This post is written by Joe Jaeger, CEO of Statecraft, an online international relations simulation:
In college my degree was based on my desired career. At the time I chose political science in order to become a lawyer.
My parents frantically recommended I pick a more “technical” degree. I loved and was fascinated by political science, but chose to also major in business “just in case” I changed my mind.
Sadly, many employers are reluctant to hire political science majors. The belief is that the degree fosters thoughtful writers and researchers instead of the problem solvers that many think can be found with business degrees.
As a student of business and political science and also an employer I must admit that I understand this perception. In political science I learned how to research and interpret vast amounts of data to come to a conclusion. As a business student I was required to do the same, but only as due diligence for implementing plans to solve problems or achieve goals.
Political science students are trained to answer questions like “Does illegal immigration from Mexico have a positive or negative effect on the economies of border towns?” Business students are trained to answer, “What immigration plan would most benefit the economies of border towns and how should this plan be implemented?”

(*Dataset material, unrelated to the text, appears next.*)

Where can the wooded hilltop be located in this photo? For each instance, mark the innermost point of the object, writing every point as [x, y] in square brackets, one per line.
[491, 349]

In order to maximize the employability of political science majors, students need to use concepts to solve problems. Changing expectations of what students research and write about will help; however, simulations are a more immediate solution as they require students to research, solve problems, negotiate, think critically, evaluate risk, and consider their resources and capabilities. These experiences often take years for businessmen to develop and are coveted by employers across all industries. The more simulations become a part of political science degree plans, the more needing a technical degree “just in case” won’t exist.